Wenige Schritte entfernt liegen die toten Tiere auf dem Boden und werden gerade flambiert. Die verkohlten Überreste zerteilen Dorfbewohner mit Macheten. Die Schlachtorgien legen auch Probleme des Inselstaates Indonesien offen: Denn einzelne Familien sind derart zu den Schenkungen verpflichtet, dass sich nicht wenige Clans hoffnungslos verschulden. An diesem Tag aber steht die Feier im Vordergrund. Rund um Doktor Gabanja sind zahlreiche Bambushütten aufgebaut, ein paar Hundert Gäste essen, trinken, rauchen. In der Luft hängt der Geruch von Blut, das sich in großen Pfützen über dem lehmigen Erdboden ausbreitet. Einwohner servieren das Frischfleisch direkt an die Gäste. Ortswechsel, das Dorf der Totenzeremonie der Verstorbenen.

Bis das Totenfest der Schwiegermutter von Marina Tapu den fulminanten Höhepunkt mit Tanz und Opfergaben im Akkord erreicht, ziehen noch einige Tage ins Land. Die Hörner der geschlachteten Büffel reihen die Feiernden dann auf dem Boden aneinander. Doch auch jetzt strömen bereits Hunderte Gäste durch das Dorf, um einem Stierkampf beizuwohnen. Todesmutig stacheln einige Anwohner die Tiere an. Die Angst zu sterben hemmt sie offenbar nicht. Aber der Tod spielt im Torajaland sowieso eine besondere Rolle.

Infos zu Sulawesi

Anreise
Über Singapur. Dorthin fliegen zum Beispiel Lufthansa ( www.lufthansa.com ), Etihad ( www.etihad.com ) und Singapore Airlines ( www.singaporeair.com ). Ab dem Flughafen in Singapur geht es weiter mit der Airline Silkair ( www.silkair.com ). Hin- und Rückflug sind insgesamt ab einem Preis um die 1200 Euro erhältlich.

Unterkunft
In Makassar ist die Auswahl an Hotels begrenzt. Es bieten sich zum Beispiel das Aston Makassar International an, www.aston-international.com .

Das Hotel liegt zentral und verfügt über eine Dachterrasse samt Schwimmbad. Eine Nacht kostet hier ab 40 Euro.

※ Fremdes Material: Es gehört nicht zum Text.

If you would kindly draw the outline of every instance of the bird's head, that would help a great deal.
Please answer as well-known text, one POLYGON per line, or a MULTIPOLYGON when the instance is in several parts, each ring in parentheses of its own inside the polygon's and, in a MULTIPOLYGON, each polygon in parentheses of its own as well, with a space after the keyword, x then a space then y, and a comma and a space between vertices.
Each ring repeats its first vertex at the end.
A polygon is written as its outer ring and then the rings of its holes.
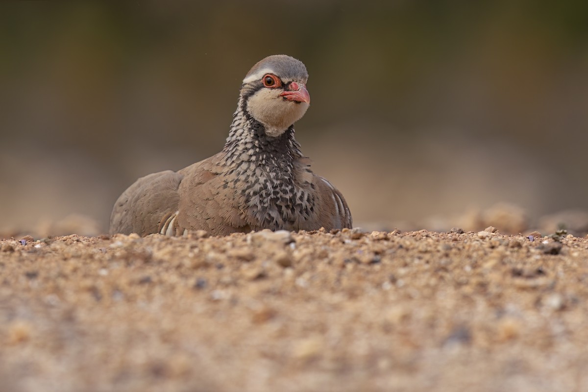
POLYGON ((308 109, 308 80, 306 67, 301 61, 285 55, 266 57, 243 79, 245 109, 263 124, 268 135, 279 136, 308 109))

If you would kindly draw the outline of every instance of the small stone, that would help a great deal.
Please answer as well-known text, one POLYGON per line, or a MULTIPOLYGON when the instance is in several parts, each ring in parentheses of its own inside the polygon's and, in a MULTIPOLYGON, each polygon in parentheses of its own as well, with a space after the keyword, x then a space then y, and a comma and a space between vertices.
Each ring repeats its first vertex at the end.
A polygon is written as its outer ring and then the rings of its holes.
POLYGON ((562 246, 561 242, 554 241, 553 242, 542 243, 537 247, 546 254, 559 254, 562 251, 562 246))
POLYGON ((208 286, 208 281, 206 280, 203 277, 199 277, 196 280, 196 283, 194 283, 194 288, 198 289, 198 290, 202 290, 202 289, 206 289, 206 286, 208 286))
POLYGON ((324 349, 323 340, 319 337, 308 337, 296 342, 293 356, 301 360, 311 359, 319 355, 324 349))
POLYGON ((388 234, 385 232, 372 232, 372 238, 377 240, 388 239, 388 234))
POLYGON ((205 230, 188 230, 185 233, 185 237, 192 240, 199 240, 202 238, 208 238, 209 234, 205 230))
POLYGON ((366 234, 368 232, 361 227, 354 227, 351 229, 351 239, 359 240, 366 234))
POLYGON ((269 306, 262 306, 253 311, 251 321, 254 324, 263 324, 275 317, 277 313, 278 312, 269 306))
POLYGON ((521 325, 519 320, 512 317, 505 317, 498 323, 496 333, 498 340, 506 341, 511 340, 517 336, 521 331, 521 325))
POLYGON ((250 262, 255 258, 255 255, 252 250, 242 248, 231 249, 227 252, 227 255, 229 257, 238 259, 243 262, 250 262))
POLYGON ((139 284, 147 284, 148 283, 151 283, 152 282, 153 282, 153 279, 151 279, 151 276, 147 275, 146 276, 143 276, 139 279, 138 283, 139 284))
POLYGON ((517 248, 522 247, 522 246, 523 244, 522 244, 520 243, 520 241, 518 240, 513 239, 509 241, 509 247, 510 248, 513 248, 516 249, 517 248))
POLYGON ((0 252, 14 252, 14 247, 12 244, 4 243, 0 246, 0 252))
POLYGON ((8 327, 8 341, 11 344, 18 344, 31 339, 32 327, 27 321, 17 320, 8 327))
POLYGON ((254 244, 260 244, 268 241, 289 244, 294 241, 292 233, 286 230, 272 232, 265 229, 260 232, 252 233, 248 236, 247 241, 254 244))
POLYGON ((488 238, 489 237, 492 236, 492 233, 491 232, 487 232, 486 230, 483 230, 482 232, 477 232, 478 238, 481 238, 482 239, 486 239, 486 238, 488 238))
POLYGON ((292 265, 293 260, 292 255, 287 252, 279 252, 274 256, 274 259, 278 264, 285 268, 287 267, 291 267, 292 265))
POLYGON ((563 297, 560 294, 550 294, 543 301, 543 304, 554 310, 561 310, 564 306, 563 297))
POLYGON ((25 273, 25 276, 29 279, 34 279, 39 276, 39 272, 38 271, 29 271, 25 273))
POLYGON ((249 280, 255 280, 265 277, 265 271, 262 267, 250 264, 243 265, 241 273, 243 277, 249 280))

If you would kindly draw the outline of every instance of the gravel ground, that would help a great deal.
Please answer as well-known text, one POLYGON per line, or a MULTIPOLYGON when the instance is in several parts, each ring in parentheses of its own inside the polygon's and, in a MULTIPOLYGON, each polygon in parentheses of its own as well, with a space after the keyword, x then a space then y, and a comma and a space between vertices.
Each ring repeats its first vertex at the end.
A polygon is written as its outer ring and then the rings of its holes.
POLYGON ((0 241, 0 390, 588 390, 588 238, 0 241))

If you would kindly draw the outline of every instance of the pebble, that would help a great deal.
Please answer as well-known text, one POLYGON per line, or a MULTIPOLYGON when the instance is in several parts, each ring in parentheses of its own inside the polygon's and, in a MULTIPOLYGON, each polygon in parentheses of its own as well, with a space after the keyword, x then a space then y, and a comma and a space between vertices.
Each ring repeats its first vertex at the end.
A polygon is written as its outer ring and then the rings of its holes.
POLYGON ((481 238, 483 239, 491 237, 492 236, 492 233, 490 232, 487 232, 486 230, 483 230, 482 232, 477 232, 478 238, 481 238))
POLYGON ((280 266, 284 267, 290 267, 292 265, 292 256, 286 251, 280 251, 274 256, 274 260, 280 266))
POLYGON ((244 262, 250 262, 255 258, 255 254, 250 249, 237 248, 230 249, 226 253, 229 257, 234 257, 244 262))
POLYGON ((4 243, 0 246, 0 252, 14 252, 14 247, 11 244, 4 243))
POLYGON ((554 310, 561 310, 564 304, 563 297, 557 293, 550 294, 545 297, 543 302, 546 306, 554 310))
POLYGON ((248 235, 248 243, 256 245, 263 244, 268 241, 279 242, 283 244, 289 244, 294 241, 290 232, 286 230, 279 230, 272 232, 270 230, 265 229, 260 232, 256 232, 248 235))

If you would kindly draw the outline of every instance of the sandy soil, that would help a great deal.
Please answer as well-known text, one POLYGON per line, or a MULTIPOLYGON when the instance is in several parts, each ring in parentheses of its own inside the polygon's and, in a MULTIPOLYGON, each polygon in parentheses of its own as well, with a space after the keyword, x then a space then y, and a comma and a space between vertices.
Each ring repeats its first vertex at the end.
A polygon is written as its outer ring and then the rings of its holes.
POLYGON ((460 232, 0 241, 0 390, 588 390, 588 239, 460 232))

Etwas darunter liegen die Preise im Best Western, www.bestwestern.com . Hier zahlt der Gast rund 33 Euro für eine Nacht.

Im Torajaland empfiehlt sich das Hotel Toraja Heritage, in dem der Gast circa 50 Euro für eine Übernachtung bezahlt, www.toraja-heritage.com .

Eine Nacht im Hotel Sahid Toraja kostet um die 34 Euro, www.sahidhotels.com

Veranstalter
Wenige Individual-Reiseveranstalter bieten eine Reise von Makassar ins Land der Toraja an. Sie stellen englisch- oder deutschsprachige Reiseführer. Dazu zählt der Reiseveranstalter Dertour, www.dertour.de . Die Tour „Sulawesi zum Kennenlernen” dauert 4 Tage und 3 Nächte. Sie kostet für eine Person (DZ) 573 Euro.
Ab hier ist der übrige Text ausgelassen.